O relojoeiro faz críticas a Prefeitura do Recife. De acordo com ele, os trabalhadores por várias vezes são retirados de seus pontos e, depois de um tempo, pouco a pouco se restabelecem nesses locais. “Nós temos direito a trabalhar porque somos antigos. A Prefeitura nos atrapalha muito nesse sentido”, opina.
De acordo com a Secretaria de Mobilidade e Controle Urbano (Semoc) do Recife, em breve, o centro da cidade passará por uma ação de requalificação. Porém, essa data ainda não foi divulgada. Segundo o órgão, a ideia é reordenar o comércio informal. A Semoc ainda garante que, em ralação aos engraxates, caso a caso será tratado.
Recife: terra dos ambulantes
Historicamente, capital pernambucana sempre foi um local que atraiu trabalhadores de vários países. Nas primeiras décadas do século XX, os ambulantes começaram a atuar na cidade. Muitos eram escravos e comercializavam comidas e trapos.
De acordo com o historiador Sandro Vasconcelos, que atua no Museu do Recife, o corredor entre as Ruas Duque de Caxias e a Nova era um local repleto de lojas e ambulantes. Mais a frente, na década de 70, os homens se vestiam formalmente, fato que ocasionou o aparecimento dos engraxates.

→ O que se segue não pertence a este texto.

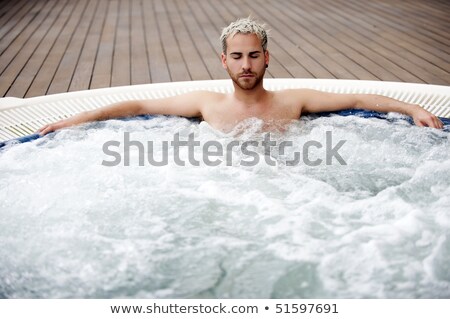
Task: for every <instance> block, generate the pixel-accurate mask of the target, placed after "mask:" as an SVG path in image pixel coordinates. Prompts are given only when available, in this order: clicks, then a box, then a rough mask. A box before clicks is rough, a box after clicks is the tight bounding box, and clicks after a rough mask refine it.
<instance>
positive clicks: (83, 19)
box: [47, 0, 96, 94]
mask: <svg viewBox="0 0 450 319" xmlns="http://www.w3.org/2000/svg"><path fill="white" fill-rule="evenodd" d="M95 7H96V1H92V0H90V1H89V3H88V5H87V6H86V8H85V11H84V12H83V15H82V19H81V20H80V23H79V25H78V26H77V29H76V31H75V32H74V34H73V36H72V38H71V39H70V42H69V45H68V47H67V49H66V53H65V54H64V56H63V58H62V60H61V63H60V64H59V66H58V69H57V70H56V73H55V76H54V78H53V80H52V83H51V85H50V87H49V88H48V91H47V94H54V93H60V92H68V91H69V88H70V83H71V81H72V77H73V74H74V71H75V68H76V66H77V63H78V59H79V57H80V53H81V49H82V48H83V43H84V41H85V38H86V35H87V31H88V29H89V25H90V21H91V20H92V17H93V15H94V12H95Z"/></svg>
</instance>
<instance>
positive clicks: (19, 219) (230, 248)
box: [0, 117, 450, 298]
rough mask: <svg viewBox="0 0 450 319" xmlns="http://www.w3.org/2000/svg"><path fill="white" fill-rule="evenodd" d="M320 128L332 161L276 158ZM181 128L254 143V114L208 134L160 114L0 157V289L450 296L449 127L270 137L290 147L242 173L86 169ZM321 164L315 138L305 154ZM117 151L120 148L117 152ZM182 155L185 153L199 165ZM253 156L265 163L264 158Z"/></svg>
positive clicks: (60, 140)
mask: <svg viewBox="0 0 450 319" xmlns="http://www.w3.org/2000/svg"><path fill="white" fill-rule="evenodd" d="M326 131H331V132H332V140H333V145H336V143H338V141H339V140H346V142H345V144H344V145H343V146H342V147H341V149H340V150H339V153H340V154H341V156H342V158H343V159H345V161H346V163H347V165H340V164H339V162H338V161H337V160H336V159H333V161H332V165H326V163H325V161H324V162H322V163H321V164H320V165H318V166H308V165H305V164H304V163H303V162H302V163H299V164H298V165H295V166H289V165H287V164H286V163H287V162H286V161H287V160H289V156H291V155H292V153H293V152H295V151H297V152H302V151H303V145H304V144H305V143H306V142H308V141H311V140H314V141H317V142H319V143H322V145H324V146H325V145H326V141H327V136H326ZM124 132H131V133H130V137H131V139H133V140H134V141H140V142H142V143H143V144H146V143H147V142H148V141H150V140H151V141H154V143H155V144H154V145H155V149H157V150H158V152H160V153H159V154H158V155H161V154H162V146H161V145H162V144H161V143H162V141H164V140H166V141H171V140H173V136H174V134H175V133H177V132H178V133H179V134H180V137H181V138H188V136H189V134H191V133H192V134H194V136H195V138H196V140H198V141H199V142H200V143H202V144H204V143H206V142H208V141H217V142H219V143H220V144H221V145H223V146H224V147H225V146H226V145H227V143H230V142H231V141H233V140H236V141H239V142H240V143H243V142H245V141H249V140H254V141H258V142H261V141H263V139H264V134H265V133H266V132H265V131H264V125H263V124H262V123H261V122H260V121H249V122H247V123H244V124H242V127H241V129H240V130H238V131H233V132H232V133H230V134H222V133H220V132H218V131H216V130H214V129H212V128H211V127H210V126H209V125H207V124H205V123H200V124H193V123H192V122H190V121H188V120H185V119H179V118H169V117H158V118H155V119H152V120H149V121H128V122H122V121H108V122H106V123H97V124H95V125H93V124H89V125H85V126H84V127H82V128H74V129H69V130H64V131H61V132H59V133H58V134H56V135H55V137H54V138H43V139H40V140H36V141H34V142H31V143H26V144H21V145H16V146H13V147H9V148H8V149H6V150H4V151H2V152H1V153H0V176H1V179H0V189H1V191H0V241H1V242H2V247H1V248H0V295H1V296H3V297H22V298H27V297H62V298H66V297H81V298H83V297H98V298H110V297H117V298H122V297H140V298H147V297H149V298H166V297H175V298H177V297H242V298H249V297H259V298H266V297H267V298H270V297H277V298H278V297H280V298H283V297H289V298H290V297H312V298H313V297H318V298H326V297H350V298H354V297H400V298H403V297H408V298H409V297H427V298H435V297H450V293H449V292H450V289H449V285H448V284H449V281H450V276H449V275H448V271H447V270H446V269H448V261H449V260H448V256H449V255H450V251H449V247H450V246H449V244H448V243H449V240H448V238H449V237H448V234H449V233H450V147H449V146H450V145H449V135H448V133H445V132H440V131H437V130H432V129H424V128H418V127H414V126H409V125H407V124H405V123H403V122H400V123H399V122H394V123H388V122H386V121H383V120H376V119H358V118H354V117H347V118H343V117H332V118H320V119H316V120H311V119H310V118H305V119H304V120H302V121H297V122H294V123H292V124H291V125H290V126H287V127H286V132H284V133H282V132H273V134H272V135H271V136H272V138H273V140H275V141H276V142H277V143H281V142H282V141H287V140H289V141H292V142H293V146H292V147H290V148H288V150H289V153H288V154H286V155H280V154H278V152H276V151H274V152H273V153H271V154H270V158H265V156H267V155H268V154H266V151H265V149H264V147H262V146H261V145H259V146H257V147H255V148H253V149H252V150H253V151H254V152H256V154H258V156H259V162H258V163H257V165H255V166H249V167H247V166H243V165H240V161H242V160H243V159H247V160H248V159H249V157H248V156H247V155H245V154H244V153H243V152H242V150H241V149H234V150H233V153H232V155H233V161H232V163H231V165H226V163H225V162H223V163H222V164H221V165H218V166H208V165H206V164H205V163H203V162H201V163H200V164H199V165H198V166H196V165H192V164H190V163H189V161H188V152H187V150H186V149H184V150H181V151H180V158H181V159H182V160H185V162H186V165H185V166H179V165H177V164H176V163H175V161H174V159H173V154H174V148H173V147H169V154H170V155H171V156H169V163H168V165H167V166H162V167H156V166H151V165H149V164H148V162H145V165H144V166H139V165H138V163H139V156H138V155H139V154H138V151H137V148H136V149H132V150H131V153H132V154H133V156H132V157H133V158H132V159H131V161H130V166H124V165H123V162H122V163H121V165H118V166H115V167H106V166H102V165H101V163H102V161H103V160H105V159H110V158H108V157H107V156H106V155H105V154H104V153H103V151H102V146H103V144H104V143H105V142H107V141H110V140H116V141H121V142H123V140H124ZM311 150H312V151H313V153H311V154H310V155H311V158H313V159H316V158H323V156H325V155H326V154H325V153H326V152H325V151H326V147H322V148H321V149H319V148H316V149H313V148H312V149H311ZM118 152H119V153H120V155H121V156H122V158H123V156H124V153H123V146H121V147H119V148H118ZM202 152H203V151H202V149H201V148H199V149H196V151H195V153H194V156H195V157H196V159H201V158H202V155H203V154H202ZM266 160H274V161H275V165H269V164H267V163H266Z"/></svg>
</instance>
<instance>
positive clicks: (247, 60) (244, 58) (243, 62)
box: [242, 57, 252, 71]
mask: <svg viewBox="0 0 450 319" xmlns="http://www.w3.org/2000/svg"><path fill="white" fill-rule="evenodd" d="M251 68H252V65H251V63H250V59H249V58H248V57H244V59H243V60H242V69H243V70H244V71H250V70H251Z"/></svg>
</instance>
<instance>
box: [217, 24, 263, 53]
mask: <svg viewBox="0 0 450 319" xmlns="http://www.w3.org/2000/svg"><path fill="white" fill-rule="evenodd" d="M237 33H243V34H255V35H256V36H257V37H258V39H259V40H261V45H262V47H263V50H264V51H266V50H267V31H266V30H265V25H264V24H260V23H258V22H257V21H255V20H253V19H252V18H251V17H248V18H241V19H237V20H236V21H234V22H231V23H230V24H229V25H228V26H227V27H225V28H223V30H222V34H221V35H220V42H221V43H222V52H223V53H224V54H226V52H227V39H228V37H234V36H235V35H236V34H237Z"/></svg>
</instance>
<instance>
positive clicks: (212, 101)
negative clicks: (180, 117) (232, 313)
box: [192, 90, 227, 102]
mask: <svg viewBox="0 0 450 319" xmlns="http://www.w3.org/2000/svg"><path fill="white" fill-rule="evenodd" d="M192 94H194V95H196V97H197V98H200V99H203V101H205V102H217V101H220V100H223V99H224V98H225V97H226V96H227V95H226V94H224V93H219V92H213V91H206V90H205V91H194V92H192Z"/></svg>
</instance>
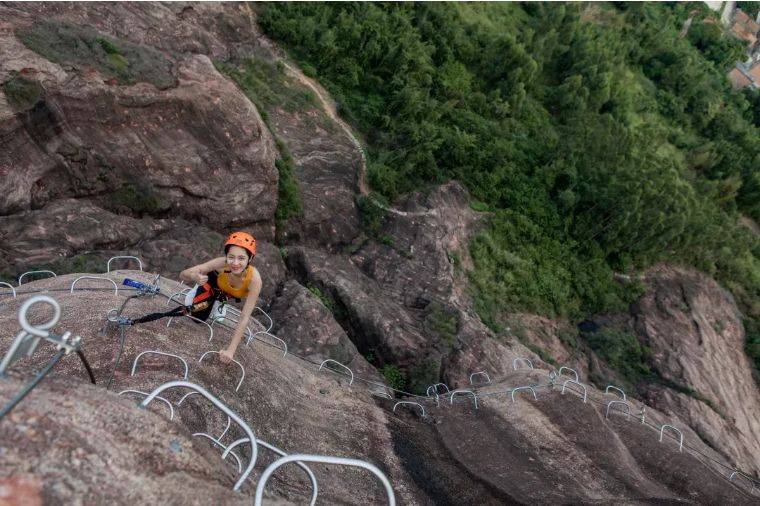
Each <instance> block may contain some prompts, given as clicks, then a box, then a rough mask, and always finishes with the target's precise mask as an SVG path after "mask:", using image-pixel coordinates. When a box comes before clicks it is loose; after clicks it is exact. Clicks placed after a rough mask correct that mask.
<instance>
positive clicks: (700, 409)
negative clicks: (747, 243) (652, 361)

“Os sapatos eram engraxados não por beleza, e sim para tirar a dureza do material. Outras profissões que também estão extintas são o funileiro, que conserta panelas, o alfaiate, o costureiro. Tudo isso é reflexo da indústria que oferece um novo produto e da transformação de costumes que acontecem na sociedade. É um fator muito mais cultural”, explica o historiador.